The research included data from the Mapping Police Violence Project database for police killings between 2013 and 2016 and information from the Behavioral Risk Factor Surveillance System of over 103,000 Black Americans. The results indicate that police killings of unarmed Black Americans are having a population-level impact on the mental health of black folks all across the nation.
According to researchers, the incidents may contribute to 1.7 additional poor mental health days per person every year, or 55 million more poor mental health days every year among Black Americans across the United States.
That means, STATISTICALLY SPEAKING, the mental health burden for African Americans caused by police killings of unarmed Black victims is nearly as great as the mental health burden associated with diabetes.
*Before we move on, I’d like to remind you that the DSM-5 still doesn’t believe black trauma or race-based trauma is a real thing*
Back to the facts…
African Americans make up 13 percent of the U.S. population but they accounted for 26 percent of people fatally shot by police in 2015 and 2016. The death of a loved one can be tragic and traumatic for the family and community of any police-shooting victim, regardless of race.
However, the study revealed that there is a deeper trauma for African Americans, related to the victim or not.

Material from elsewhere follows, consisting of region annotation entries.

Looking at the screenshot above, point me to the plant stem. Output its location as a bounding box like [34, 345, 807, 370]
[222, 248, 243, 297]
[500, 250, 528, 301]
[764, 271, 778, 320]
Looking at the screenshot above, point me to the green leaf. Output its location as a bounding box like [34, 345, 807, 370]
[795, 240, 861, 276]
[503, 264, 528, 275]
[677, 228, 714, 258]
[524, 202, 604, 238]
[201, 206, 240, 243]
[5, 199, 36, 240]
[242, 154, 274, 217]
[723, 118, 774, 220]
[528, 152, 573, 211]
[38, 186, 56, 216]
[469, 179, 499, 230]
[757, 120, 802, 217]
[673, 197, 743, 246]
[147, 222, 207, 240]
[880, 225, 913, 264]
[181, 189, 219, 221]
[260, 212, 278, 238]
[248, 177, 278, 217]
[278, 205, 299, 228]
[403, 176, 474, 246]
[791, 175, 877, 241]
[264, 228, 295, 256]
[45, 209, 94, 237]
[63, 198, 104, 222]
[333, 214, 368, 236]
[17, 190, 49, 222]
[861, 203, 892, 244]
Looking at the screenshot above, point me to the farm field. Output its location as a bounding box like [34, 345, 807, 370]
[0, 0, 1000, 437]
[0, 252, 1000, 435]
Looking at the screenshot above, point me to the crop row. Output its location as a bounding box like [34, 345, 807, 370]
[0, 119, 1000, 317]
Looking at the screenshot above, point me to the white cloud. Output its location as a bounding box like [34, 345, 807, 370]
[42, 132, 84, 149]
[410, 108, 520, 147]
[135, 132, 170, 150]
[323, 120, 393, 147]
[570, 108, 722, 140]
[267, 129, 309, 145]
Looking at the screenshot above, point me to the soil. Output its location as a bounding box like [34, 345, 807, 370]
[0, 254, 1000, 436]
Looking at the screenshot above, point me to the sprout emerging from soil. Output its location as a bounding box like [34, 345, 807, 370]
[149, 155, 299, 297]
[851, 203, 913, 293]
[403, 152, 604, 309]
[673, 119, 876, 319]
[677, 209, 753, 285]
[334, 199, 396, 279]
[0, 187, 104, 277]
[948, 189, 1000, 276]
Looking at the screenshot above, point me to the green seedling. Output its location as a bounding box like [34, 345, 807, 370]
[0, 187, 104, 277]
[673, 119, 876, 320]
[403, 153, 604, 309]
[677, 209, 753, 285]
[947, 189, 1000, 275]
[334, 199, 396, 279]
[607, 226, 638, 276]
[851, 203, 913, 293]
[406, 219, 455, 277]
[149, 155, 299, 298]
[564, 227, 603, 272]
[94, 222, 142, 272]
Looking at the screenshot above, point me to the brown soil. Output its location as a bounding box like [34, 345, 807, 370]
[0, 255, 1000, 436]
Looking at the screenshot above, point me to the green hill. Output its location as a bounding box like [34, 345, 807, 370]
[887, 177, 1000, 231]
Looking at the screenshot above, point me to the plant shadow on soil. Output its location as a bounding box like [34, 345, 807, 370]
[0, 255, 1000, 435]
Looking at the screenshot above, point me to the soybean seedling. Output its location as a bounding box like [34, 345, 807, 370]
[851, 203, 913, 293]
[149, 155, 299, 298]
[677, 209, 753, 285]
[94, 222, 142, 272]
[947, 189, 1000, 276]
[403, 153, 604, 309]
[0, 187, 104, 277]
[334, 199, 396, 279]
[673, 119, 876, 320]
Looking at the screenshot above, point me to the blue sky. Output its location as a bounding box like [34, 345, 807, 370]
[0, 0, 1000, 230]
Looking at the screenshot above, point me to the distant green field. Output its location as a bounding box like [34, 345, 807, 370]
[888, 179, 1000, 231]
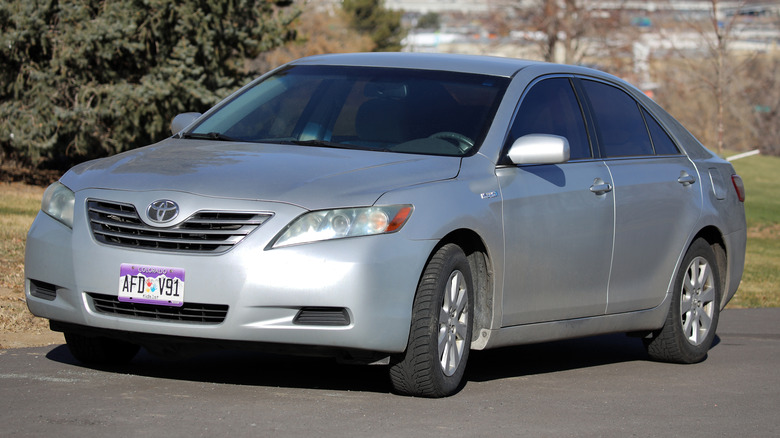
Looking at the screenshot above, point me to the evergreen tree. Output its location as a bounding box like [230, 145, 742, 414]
[0, 0, 295, 167]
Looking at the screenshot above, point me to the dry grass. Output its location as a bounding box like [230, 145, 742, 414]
[0, 183, 48, 333]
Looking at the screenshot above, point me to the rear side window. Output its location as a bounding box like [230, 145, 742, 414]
[642, 109, 680, 155]
[506, 78, 592, 160]
[582, 80, 660, 158]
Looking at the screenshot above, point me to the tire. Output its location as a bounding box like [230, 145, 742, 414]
[390, 244, 474, 398]
[645, 239, 721, 363]
[65, 333, 141, 366]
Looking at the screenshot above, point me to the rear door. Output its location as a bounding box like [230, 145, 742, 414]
[496, 77, 614, 326]
[580, 80, 701, 313]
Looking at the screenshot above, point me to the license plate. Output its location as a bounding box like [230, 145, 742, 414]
[119, 263, 184, 307]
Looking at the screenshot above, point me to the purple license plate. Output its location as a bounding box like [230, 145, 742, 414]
[119, 263, 184, 307]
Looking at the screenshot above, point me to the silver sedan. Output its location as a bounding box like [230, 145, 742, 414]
[25, 53, 746, 397]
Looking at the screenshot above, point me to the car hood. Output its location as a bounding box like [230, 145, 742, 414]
[61, 138, 460, 210]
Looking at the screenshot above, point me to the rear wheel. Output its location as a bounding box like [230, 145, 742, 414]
[645, 239, 721, 363]
[65, 333, 141, 365]
[390, 244, 474, 397]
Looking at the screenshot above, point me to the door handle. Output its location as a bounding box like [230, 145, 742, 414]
[590, 178, 612, 195]
[677, 170, 696, 187]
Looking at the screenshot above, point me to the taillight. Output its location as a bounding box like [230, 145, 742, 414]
[731, 175, 745, 202]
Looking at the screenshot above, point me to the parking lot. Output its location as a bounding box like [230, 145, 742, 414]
[0, 308, 780, 437]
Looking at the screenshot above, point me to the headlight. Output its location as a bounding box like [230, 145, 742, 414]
[273, 205, 414, 248]
[41, 182, 76, 228]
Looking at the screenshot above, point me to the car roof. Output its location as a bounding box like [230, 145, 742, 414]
[291, 52, 567, 77]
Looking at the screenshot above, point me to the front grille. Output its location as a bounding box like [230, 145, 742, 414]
[87, 200, 272, 253]
[87, 293, 228, 324]
[293, 307, 350, 326]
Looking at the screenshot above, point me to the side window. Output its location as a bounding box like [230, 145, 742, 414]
[642, 109, 680, 155]
[508, 78, 592, 160]
[582, 81, 653, 158]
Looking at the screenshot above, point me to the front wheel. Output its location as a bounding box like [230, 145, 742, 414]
[390, 244, 474, 397]
[645, 239, 721, 363]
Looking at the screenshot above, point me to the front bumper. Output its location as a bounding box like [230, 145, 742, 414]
[25, 190, 435, 353]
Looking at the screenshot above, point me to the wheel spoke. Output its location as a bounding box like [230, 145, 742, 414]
[687, 318, 699, 344]
[680, 293, 693, 317]
[699, 287, 715, 306]
[698, 312, 712, 338]
[455, 321, 468, 340]
[696, 259, 712, 288]
[682, 312, 693, 338]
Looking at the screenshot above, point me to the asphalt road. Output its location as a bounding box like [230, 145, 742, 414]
[0, 308, 780, 438]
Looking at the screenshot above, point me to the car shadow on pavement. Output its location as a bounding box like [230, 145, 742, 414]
[46, 334, 719, 393]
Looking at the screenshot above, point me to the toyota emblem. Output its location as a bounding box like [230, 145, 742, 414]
[146, 199, 179, 223]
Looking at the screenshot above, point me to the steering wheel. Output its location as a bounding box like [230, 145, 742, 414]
[428, 131, 474, 152]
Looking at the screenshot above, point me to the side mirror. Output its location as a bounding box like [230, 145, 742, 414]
[507, 134, 570, 164]
[171, 113, 201, 134]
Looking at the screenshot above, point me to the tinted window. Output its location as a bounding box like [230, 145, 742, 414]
[642, 109, 680, 155]
[508, 78, 591, 160]
[582, 81, 653, 158]
[193, 65, 509, 156]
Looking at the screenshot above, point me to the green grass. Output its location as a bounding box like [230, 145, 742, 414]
[729, 155, 780, 307]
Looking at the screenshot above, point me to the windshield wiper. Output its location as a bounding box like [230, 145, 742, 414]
[279, 140, 390, 152]
[181, 132, 241, 141]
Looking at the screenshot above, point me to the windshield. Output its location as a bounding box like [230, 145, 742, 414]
[184, 66, 509, 156]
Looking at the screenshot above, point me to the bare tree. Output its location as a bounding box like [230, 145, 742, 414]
[656, 0, 755, 153]
[521, 0, 633, 64]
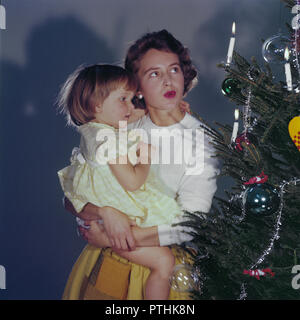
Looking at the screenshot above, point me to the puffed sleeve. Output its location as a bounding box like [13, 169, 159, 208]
[158, 126, 220, 246]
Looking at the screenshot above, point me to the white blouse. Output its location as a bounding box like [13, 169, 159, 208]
[128, 113, 219, 246]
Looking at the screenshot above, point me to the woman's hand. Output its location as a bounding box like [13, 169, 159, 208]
[79, 221, 112, 248]
[179, 100, 191, 114]
[97, 207, 136, 250]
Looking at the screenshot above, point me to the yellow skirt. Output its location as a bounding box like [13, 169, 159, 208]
[62, 245, 193, 300]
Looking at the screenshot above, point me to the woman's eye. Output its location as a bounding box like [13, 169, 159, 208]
[150, 71, 158, 78]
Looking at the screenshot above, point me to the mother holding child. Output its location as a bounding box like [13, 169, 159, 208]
[58, 30, 218, 300]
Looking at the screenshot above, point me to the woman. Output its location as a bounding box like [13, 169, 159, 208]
[63, 30, 218, 299]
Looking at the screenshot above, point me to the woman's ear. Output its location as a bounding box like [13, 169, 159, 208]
[136, 91, 143, 100]
[95, 105, 102, 113]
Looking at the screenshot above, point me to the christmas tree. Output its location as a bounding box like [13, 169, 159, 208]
[173, 0, 300, 299]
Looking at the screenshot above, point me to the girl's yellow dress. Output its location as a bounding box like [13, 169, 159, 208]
[58, 122, 192, 300]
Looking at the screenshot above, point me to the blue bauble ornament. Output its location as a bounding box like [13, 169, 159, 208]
[243, 183, 280, 216]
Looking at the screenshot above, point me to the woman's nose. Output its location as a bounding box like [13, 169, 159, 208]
[128, 101, 135, 111]
[163, 74, 171, 86]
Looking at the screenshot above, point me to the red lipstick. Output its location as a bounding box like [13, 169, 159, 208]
[164, 90, 176, 99]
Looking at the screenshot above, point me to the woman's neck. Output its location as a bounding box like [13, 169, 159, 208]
[149, 107, 185, 127]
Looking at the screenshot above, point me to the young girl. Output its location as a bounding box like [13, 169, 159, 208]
[58, 65, 182, 299]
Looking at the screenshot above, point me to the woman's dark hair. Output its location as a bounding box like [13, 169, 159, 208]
[57, 64, 137, 126]
[125, 30, 197, 107]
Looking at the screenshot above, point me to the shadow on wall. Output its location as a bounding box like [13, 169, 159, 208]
[0, 17, 124, 299]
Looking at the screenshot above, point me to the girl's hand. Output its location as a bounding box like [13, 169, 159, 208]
[128, 109, 147, 123]
[97, 207, 136, 250]
[179, 100, 191, 114]
[137, 141, 155, 164]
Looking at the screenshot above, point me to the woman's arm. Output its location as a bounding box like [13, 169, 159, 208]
[64, 197, 136, 250]
[80, 221, 160, 250]
[108, 142, 151, 191]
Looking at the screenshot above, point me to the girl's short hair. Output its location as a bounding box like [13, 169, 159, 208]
[57, 64, 137, 126]
[125, 30, 197, 108]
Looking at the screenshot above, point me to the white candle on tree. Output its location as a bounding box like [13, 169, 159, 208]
[226, 22, 235, 65]
[231, 109, 239, 142]
[284, 47, 293, 91]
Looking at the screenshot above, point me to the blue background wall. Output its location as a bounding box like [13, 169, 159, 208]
[0, 0, 290, 299]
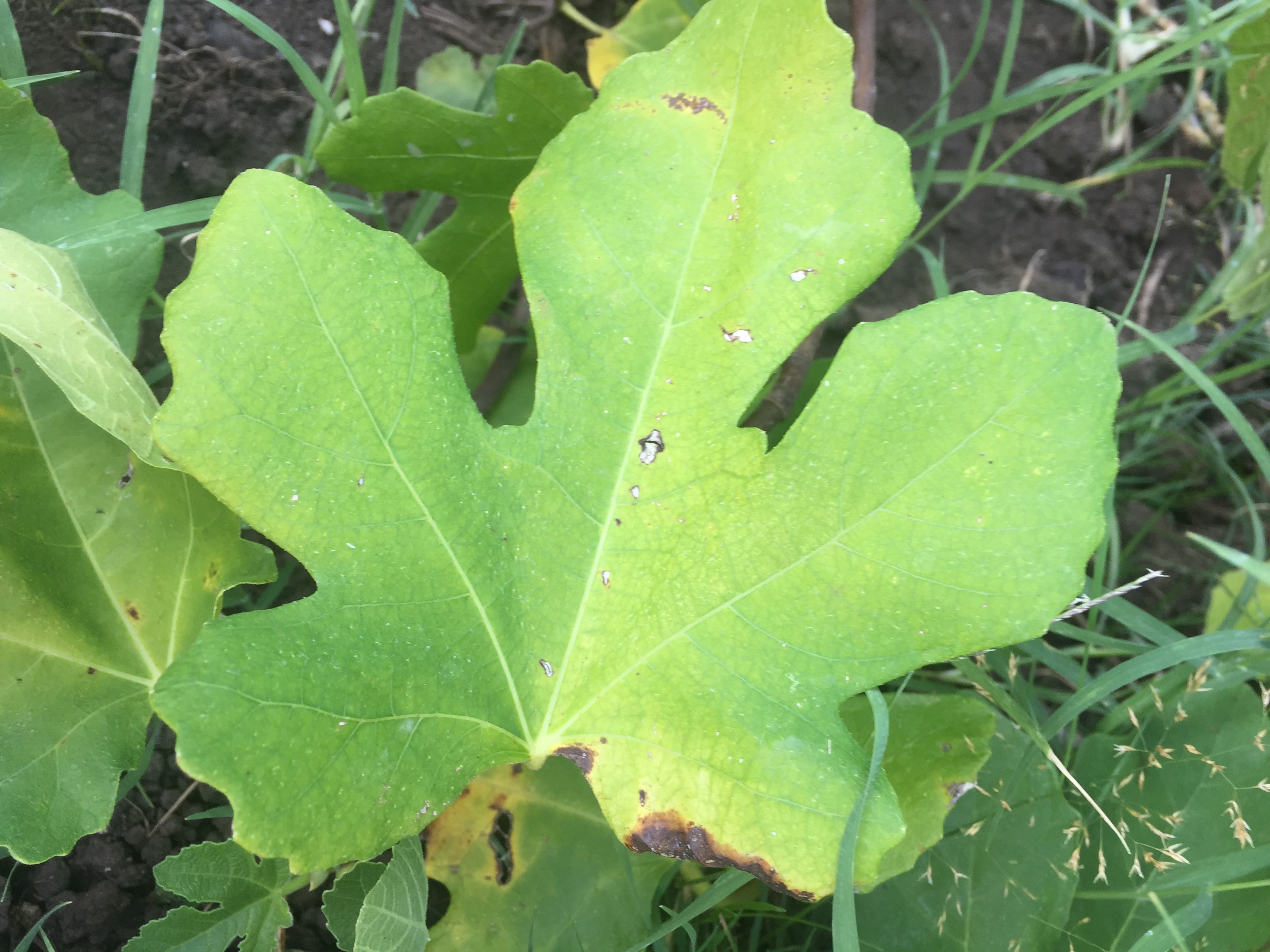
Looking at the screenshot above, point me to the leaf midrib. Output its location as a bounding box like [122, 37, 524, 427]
[556, 327, 1090, 736]
[3, 341, 163, 686]
[256, 201, 530, 746]
[537, 5, 758, 747]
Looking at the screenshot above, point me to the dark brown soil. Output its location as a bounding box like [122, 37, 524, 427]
[0, 0, 1221, 952]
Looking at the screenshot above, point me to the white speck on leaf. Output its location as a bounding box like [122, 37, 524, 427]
[639, 430, 665, 466]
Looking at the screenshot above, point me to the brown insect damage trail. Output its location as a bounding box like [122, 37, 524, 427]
[662, 93, 728, 122]
[622, 812, 815, 903]
[551, 744, 596, 777]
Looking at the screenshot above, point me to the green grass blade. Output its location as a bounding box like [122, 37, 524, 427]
[1186, 532, 1270, 586]
[905, 58, 1224, 149]
[1049, 622, 1151, 655]
[908, 0, 951, 205]
[335, 0, 366, 116]
[114, 718, 159, 803]
[1054, 0, 1119, 33]
[1123, 357, 1270, 414]
[1124, 320, 1270, 480]
[53, 196, 221, 251]
[930, 170, 1088, 212]
[1017, 639, 1090, 688]
[472, 20, 526, 113]
[833, 688, 890, 952]
[1120, 185, 1174, 332]
[401, 192, 444, 245]
[207, 0, 335, 122]
[913, 245, 949, 301]
[1090, 847, 1270, 899]
[119, 0, 163, 198]
[626, 870, 754, 952]
[952, 658, 1133, 853]
[905, 0, 1270, 249]
[5, 70, 80, 88]
[0, 0, 27, 82]
[1040, 629, 1270, 739]
[380, 0, 405, 95]
[13, 900, 70, 952]
[900, 0, 992, 142]
[1067, 159, 1210, 188]
[1129, 891, 1213, 952]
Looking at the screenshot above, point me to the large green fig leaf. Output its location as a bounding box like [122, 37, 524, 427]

This study confirms the very fears Erica was ranting about. It also confirms the reasons why I can’t watch any more videos showcasing the America I’m far too familiar with. Most importantly this study proves that black trauma is real.
Black trauma is real and is constantly seeking ways it can to wrap itself around the black mind until it completely consumes our identity. Which has always been its true goal ever since it was first introduced to us through the lips of Willie Lynch and slavers like him.
I say all of this not in support of banning police body cams. Nor do I want to discourage people from filming cops. Filming cops killing/assaulting unarmed black people isn’t the problem here… Cops killing/assaulting unarmed black people is.
Black trauma cannot be fully addressed until we put a complete end to the brutal police state black people have constantly lived under here in the states.
Until then we must continue to find strength in each other. We must remember that until we’re all free, none of us are free.